Backstage at the Barclays Center that night Morello said of Kiss, “They were our generation’s Beatles, our generation’s Elvis, our generation’s Rolling Stones. They made everyone who loved that band want to pick up an instrument. Also, it was a conscious act of rebellion to be a fan of Kiss. You immediately put yourself not only in opposition to authority figures, to parents, but to other kids in your school who wanted to beat your ass when you wore a Kiss T-shirt to school. So you had to stand up for yourself and what you believed in at a very young age and that made an impression on me later in my career.”
The band is celebrating its 40th year of rocking and rolling all night and partying every day and on the phone Stanley is brimming with excitement about everything from Kiss’s upcoming summer tour to his recipe for Brussels sprouts. (“Use really good balsamic,” he counsels of making the dish.) At 62, Stanley says he is “one happy man.”
One source of that joy is his best-selling new memoir, “Face the Music: A Life Exposed,” which he will sign copies of at Barnes and Noble on Boylston Street on Sunday.
In the candid autobiography Stanley writes extensively about the challenges of growing up deaf in his right ear, with only a stump where the ear itself should be, exposing him to endless ridicule. (He later had reconstructive surgery.) Troubles in school and with his peers and parents left him riddled with insecurity that could not be healed by hit songs and groupies.
“I couldn’t have written the book if it didn’t have a happy ending,” says the New York native of seeking help and settling into family life with his second wife, Erin, and his four children. “The point really is, we can hide our secrets but we can never hide them from ourselves, and the only way to find happiness is to let go of those secrets.”
“I was lucky enough to become famous because I thought fame was the answer,” he says. “And then once you come to the realization that you’re still miserable, you either put a shotgun in your mouth or you put a needle in your arm, or you roll up your sleeves and decide you’re not going to be a victim.”
Stanley is the last member of Kiss to release an autobiography, and he says he did not read those of his former drummer Peter Criss and guitarist Ace Frehley or remaining cofounding bassist Gene Simmons.
“It’s very hard for somebody to recall their past and their lives, when they are steeped in alcohol and drugs,” says Stanley of Criss and Frehley, who battled substance abuse during their tenures with Kiss and are now in recovery. “The idea of somebody writing a memoir when they can’t remember what happened yesterday is a little ridiculous. So no, I didn’t read them.”
But what of the famously sober Simmons, who has written several books?
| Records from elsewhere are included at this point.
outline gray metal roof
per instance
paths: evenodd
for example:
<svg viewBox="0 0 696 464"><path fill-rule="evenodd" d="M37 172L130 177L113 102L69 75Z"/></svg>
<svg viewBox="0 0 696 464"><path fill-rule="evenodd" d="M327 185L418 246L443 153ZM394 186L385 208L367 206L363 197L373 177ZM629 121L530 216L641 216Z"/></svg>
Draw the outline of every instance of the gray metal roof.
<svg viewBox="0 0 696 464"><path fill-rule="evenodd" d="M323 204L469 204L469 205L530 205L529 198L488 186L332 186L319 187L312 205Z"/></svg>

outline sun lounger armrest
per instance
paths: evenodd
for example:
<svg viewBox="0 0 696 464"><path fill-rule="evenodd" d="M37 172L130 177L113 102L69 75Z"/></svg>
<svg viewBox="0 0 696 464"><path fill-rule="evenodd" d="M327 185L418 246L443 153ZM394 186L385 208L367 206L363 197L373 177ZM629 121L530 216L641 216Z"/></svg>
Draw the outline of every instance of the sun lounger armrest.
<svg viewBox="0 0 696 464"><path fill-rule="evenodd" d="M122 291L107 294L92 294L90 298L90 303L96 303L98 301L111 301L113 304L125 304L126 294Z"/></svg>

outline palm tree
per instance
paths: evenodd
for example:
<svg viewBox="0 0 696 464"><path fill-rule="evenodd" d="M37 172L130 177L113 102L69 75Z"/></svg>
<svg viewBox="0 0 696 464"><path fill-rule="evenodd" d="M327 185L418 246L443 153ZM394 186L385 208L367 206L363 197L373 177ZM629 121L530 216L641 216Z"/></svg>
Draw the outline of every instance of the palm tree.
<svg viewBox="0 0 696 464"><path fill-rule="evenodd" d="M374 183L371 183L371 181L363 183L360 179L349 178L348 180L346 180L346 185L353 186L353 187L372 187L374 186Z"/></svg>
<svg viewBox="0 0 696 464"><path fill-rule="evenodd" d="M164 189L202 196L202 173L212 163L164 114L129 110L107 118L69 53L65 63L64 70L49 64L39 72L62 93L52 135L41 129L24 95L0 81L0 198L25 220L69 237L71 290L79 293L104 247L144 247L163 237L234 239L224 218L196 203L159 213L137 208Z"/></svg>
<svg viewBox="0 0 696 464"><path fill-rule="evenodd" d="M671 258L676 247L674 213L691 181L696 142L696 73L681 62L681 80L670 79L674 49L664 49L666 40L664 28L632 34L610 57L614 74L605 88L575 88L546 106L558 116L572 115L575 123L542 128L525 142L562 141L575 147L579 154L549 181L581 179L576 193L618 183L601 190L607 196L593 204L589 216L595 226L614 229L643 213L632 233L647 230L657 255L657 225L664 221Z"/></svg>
“Yes, delusional, but sober,” he says with a laugh. “He sees life his own way and that’s very different.”
Although Stanley is joking, to a degree, and often calls Simmons a brother, he makes clear in the book that from the moment he met him, Simmons got under his skin.
“I think one of the great things in a band is combustibility,” he says. “If there’s too much that you have in common you don’t bring that much to the party. So I’m all for combustibility, we just have to be working toward a common cause. The combustibility in the original lineup was bearable until everybody wanted something different.”
Stanley believes “Face the Music” will appeal to more than fans of Kiss and his “Starchild” band persona.
“It’s really a book about struggling, finding yourself, and coming to a place of contentment against all odds and obstacles and that resonates with people far beyond whether or not they like Kiss,” says Stanley.
He’s also looking forward to Kiss’s summer tour with Def Leppard, hitting the Xfinity Center Aug. 1.
“In the most pragmatic sense, money becomes harder and harder for people to come by and the idea of being able to give them a night of great music from two bands benefits all of us.”